I have an old linear model which I wish to improve using XGBoost. I have the predictions from the old model, which I wish to use as a base margin. Also, due to the nature of what I'm modeling, I need to use weights. My old glm is a poisson regression with formula number_of_defaults/exposure ~ param_1 + param_2
and weights set to exposure
(same as denominator in response variable). When training the new XGBoost model on data, I do this:
xgb_model = xgb.XGBRegressor(n_estimators=25,
max_depth=100,
max_leaves=100,
learning_rate=0.01,
n_jobs=4,
eval_metric="poisson-nloglik",
nrounds=50)
model = xgb_model.fit(X=X_train, y=y_train, sample_weight=_WEIGHT, base_margin=_BASE_MARGIN)
, where _WEIGHT
and _BASE_MARGIN
are the weights and predictions (popped out of X_train).

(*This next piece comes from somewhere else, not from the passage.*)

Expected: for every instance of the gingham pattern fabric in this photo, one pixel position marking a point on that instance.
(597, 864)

But how do I do cross validation or out of sample analysis when I need to specify weights and base margin?
As far as I see I can use sklearn
and GridSearchCV
, but then I would need to specify weights and base margin in XGBRegressor()
(instead of in fit()
as above). The equivalent of base_margin
in XGBRegressor()
is the argument base_score
, but there is no argument for weight.
Also, I could potentially forget about doing cross-validation, and just use a training and test dataset, and I would then use eval_set
argument in XGBRegressor()
, but if I did that there is no way of specifying what is weight and what is base margin in the different sets.
Any guidance in the right direction is much appreciated!